Rights and Liberties

A new report finds people on the terrorist watch list can more easily buy guns than board planes. But the real problem lies deeper than that.

If the recent outbreak of right-wing gun violence wasn't alarming enough, this week brought news that people whose names appear on the U.S. government's terrorist watch list have somehow managed to purchase firearms at a frighteningly steady rate.

Just how steady? According to a new report by the Government Accountability Office, folks on the list bought guns 865 times -- in 963 attempts -- over a five-year period. And not just guns -- at least one person purchased more than 50 pounds of explosives.

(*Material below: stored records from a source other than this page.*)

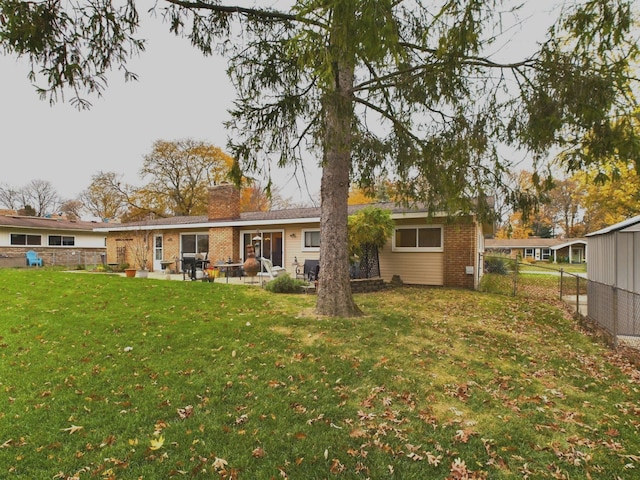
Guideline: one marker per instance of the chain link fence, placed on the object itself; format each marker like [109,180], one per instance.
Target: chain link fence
[615,311]
[71,259]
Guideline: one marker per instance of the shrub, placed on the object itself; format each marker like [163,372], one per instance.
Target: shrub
[497,265]
[285,284]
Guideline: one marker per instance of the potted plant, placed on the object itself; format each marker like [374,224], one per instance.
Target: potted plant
[128,271]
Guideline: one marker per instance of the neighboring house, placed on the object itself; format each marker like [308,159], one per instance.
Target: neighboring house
[569,250]
[57,241]
[613,269]
[423,250]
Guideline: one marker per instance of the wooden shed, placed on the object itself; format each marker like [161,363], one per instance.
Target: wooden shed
[613,269]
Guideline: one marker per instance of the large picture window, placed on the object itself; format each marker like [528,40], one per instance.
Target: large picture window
[61,241]
[423,239]
[24,239]
[311,239]
[195,243]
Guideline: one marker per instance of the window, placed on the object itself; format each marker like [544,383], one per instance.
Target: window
[424,239]
[61,241]
[23,239]
[311,239]
[196,243]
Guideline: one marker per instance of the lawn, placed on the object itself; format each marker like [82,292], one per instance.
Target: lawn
[115,378]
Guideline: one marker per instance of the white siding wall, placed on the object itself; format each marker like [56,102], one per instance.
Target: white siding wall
[82,239]
[624,260]
[419,268]
[601,259]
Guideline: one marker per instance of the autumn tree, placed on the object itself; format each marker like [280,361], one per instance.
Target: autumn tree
[179,173]
[105,197]
[253,198]
[608,202]
[566,199]
[72,209]
[431,76]
[10,197]
[36,198]
[369,229]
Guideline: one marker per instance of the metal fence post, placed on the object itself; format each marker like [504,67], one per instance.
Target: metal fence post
[615,316]
[515,277]
[578,295]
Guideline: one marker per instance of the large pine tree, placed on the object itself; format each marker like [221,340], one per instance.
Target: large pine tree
[414,89]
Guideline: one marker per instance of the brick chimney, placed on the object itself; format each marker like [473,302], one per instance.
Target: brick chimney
[224,202]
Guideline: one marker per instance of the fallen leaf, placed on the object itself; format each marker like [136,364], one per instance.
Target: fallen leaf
[72,429]
[157,443]
[258,452]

Scary, right? But don't seek out a Dick Cheney-style bunker just yet. Although some media outlets were quick to announce that "terrorists" can now buy guns more easily than they can board planes, these alarming headlines should have carried a pretty bold disclaimer: If the bad news is that people on the terrorist watch list can buy guns as easily as any law-abiding hunting enthusiast, the good news is that the so-called terrorist watch list is a total sham.

The 'Terror Gap'?

But first, the guns.

It may come as a surprise to most Americans that having your name on the government's terrorist watch list is not enough to render you unqualified to own dangerous weapons. Yet, according to the GAO study: "Under current law, there is no basis to automatically prohibit a person from possessing firearms or explosives because they appear on the terrorist watch list.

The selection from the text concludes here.